Taking another cube $Q'\supset Q$ you have that $\{f_n-(f_n)_{Q'}\}_{n\in\mathbb{N}}\rightarrow g^{Q'}$ in $L^1(Q')$ and so also in $L^1(Q)$. So $\exists c=c(Q,Q')$ s.t. $(f_n)_{Q'}-(f_n)_Q\rightarrow c(Q,Q')$ in $L^1(Q)$ and $c(Q,Q')=g^Q-g^{Q'}$.

Now for any $k\in\mathbb{N}$ let $Q_k$ be the cube with center in the origin and side equals to k. Then define: $$f(x)=g^{Q_k}(x)-c(Q_1,Q_k) \qquad x\in Q_k$$ It is easy to check that $f$ is well defined(check the article for the details). Now we want to show that $f$ is the limit in BMO norm of $\{f_n \}_{n\in\mathbb{N}}$.

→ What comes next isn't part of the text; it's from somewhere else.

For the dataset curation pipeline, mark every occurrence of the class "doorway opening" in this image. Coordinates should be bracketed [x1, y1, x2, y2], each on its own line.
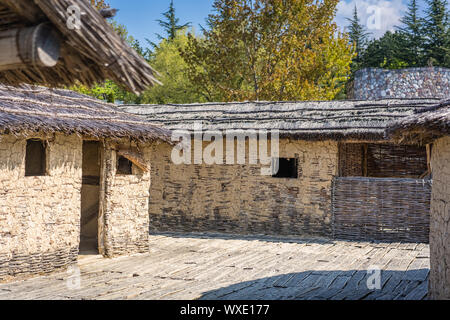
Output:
[80, 141, 102, 255]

Let $Q$ be any cube, and $k$ s.t. $Q\subset Q_k$ then it easy to check(again see the article, but they are easy calculations) that: $$\int_Q \left\lvert (f_n-f)-(f_n-f)_Q\right\rvert=\int_Q \left\lvert f_n-(f_n)_Q-g^Q\right\rvert\rightarrow 0$$ Now they say that from this follows easily that $\left\lVert f_n-f\right\rVert_*\rightarrow 0$, but I cannot figure out why. BMO norm is the supremum over all cubes, so the limit on the RHS has to go to $0$ "uniformly" over all cubes. More explicitly, to conclude you have to prove this equality: $$\lim_n\left\lVert f_n-f\right\rVert_*=\lim_n \sup_Q \frac{1}{\left\lvert Q\right\rvert}\int_Q \left\lvert f_n-(f_n)_Q-g^Q\right\rvert=\sup_Q \lim_n \frac{1}{\left\lvert Q\right\rvert}\int_Q \left\lvert f_n-(f_n)_Q-g^Q\right\rvert=0$$

the problem is why we can switch the supremum and the limit, it isn't absolutely obvious to me. I've found some questions on the completeness of BMO (Completeness of BMO without duality to $H^1$ and Completeness of $(BMO(\Bbb R^n),||\cdot||_{\ast})$), but this point of the proof isn't clear.

$\endgroup$
6
  • $\begingroup$ What is BMO ?... $\endgroup$
    – Jean Marie
    Apr 16, 2023 at 21:12
  • $\begingroup$ It is $\dot F^0_{\infty,2}$ :p $\endgroup$
    – LL 3.14
    Apr 16, 2023 at 22:10
  • $\begingroup$ @JeanMarie en.wikipedia.org/wiki/Bounded_mean_oscillation $\endgroup$
    – Luca.b
    Apr 17, 2023 at 7:05
  • $\begingroup$ @LL 3.14 Very enlightning information... $\endgroup$
    – Jean Marie
    Apr 17, 2023 at 11:27
  • $\begingroup$ I believe there is a problem with the proof on the paper in the first place. I don't think the $f$ is well defined, despite how easy it seems. In fact, if for $x\in Q_k\subset Q_{k'}$ we want to show $g^{Q_k}(x)-C(Q_1, Q_k)=g^{Q_{k'}}(x)-C(Q_1,Q_{k'})$. Considering $C(Q_k, Q_{k'})=g^{Q_k}-g^{Q_{k'}}$, this amounts to prove $C(Q_k, Q_{k'})+C(Q_1,Q_{k'})=C(Q_1,Q_k)$, not $C(Q_1,Q_{k'})=C(Q_1,Q_k)+C(Q_k,Q_{k'})$, as claimed im the article. And what we need to prove is, in the end, equivalent to $g^{Q_k}(x)=g^{Q_{k'}}(x)$, which I think need not be true... $\endgroup$ Jan 2 at 11:36

1 Answer 1

1
$\begingroup$

I've found the solution, it was easy. I post it since I think it can be a reference to anyone looking for a complete and easy proof of the farct that BMO is a Banach space.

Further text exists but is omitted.